Things I thought of blogging today: The fact that this new movie, The Island, is a remake (or rip off?) of a horrifically cheesy scifi movie (The Clonus Horror) from the 70s that wound up being parodied on Mystery Science Theater 3000. Why anyone would want to remake such a turkey is beyond me, but the current moviemakers seem to have given it a high-gloss finish.

God, I miss MST3K.

One of the great ironic highlights of my writing career was when I realized that one of the stink bombs being parodied on MST3K was written by a writing teacher I had at UCLA whom I loathed—not because he was a stinky writer, but because he was a pretentious bully and control freak.

God, I miss MST3K.

Just the thought of the poopie suit scene in Starfighters has me laughing until I...

Random pretentious thought of the day: Poetry, it seems to me, is about the willingness to be naked in front of strangers.

No, that's not quite right. It's about the willingness to appear to be naked in front of strangers. It isn't confessional, not the good stuff.
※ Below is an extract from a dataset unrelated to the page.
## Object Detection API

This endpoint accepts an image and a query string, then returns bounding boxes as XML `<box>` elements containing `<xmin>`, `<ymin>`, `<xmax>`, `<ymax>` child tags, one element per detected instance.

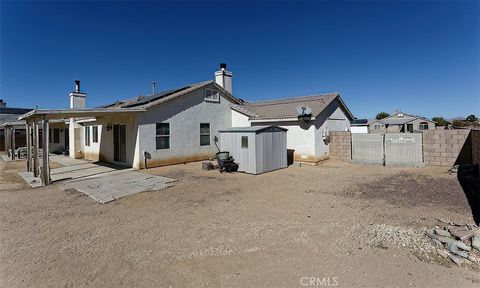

No, it's more like doing a strip tease, but when you get past the point of your skivvies what the audience really sees is a marvelous body suit that gives the breathless illusion of skin.

Odd discovery of the day: One of my ancestors showed up being discussed on a mailing list called CIRCUS FOLK. Imagine my delight! I had so hoped he'd been a two-headed man or a wildman of the woods—or at least double-jointed—before converting to Mormonism and acquiring nine wives back in the 19th century before the church outlawed it. But no, the wildest he got (before the wives) was playing clarinet in the band. Of course, the nine wives were a bit of a feat—and makes for some amazingly tangled genealogy, I can tell you.

Fortunately, I'm descended from the black sheep line of that family.

Of course, he also spent time as a ship's carpenter. I like to think of his polygamy as a formalized and sanctified extension of his seafaring days.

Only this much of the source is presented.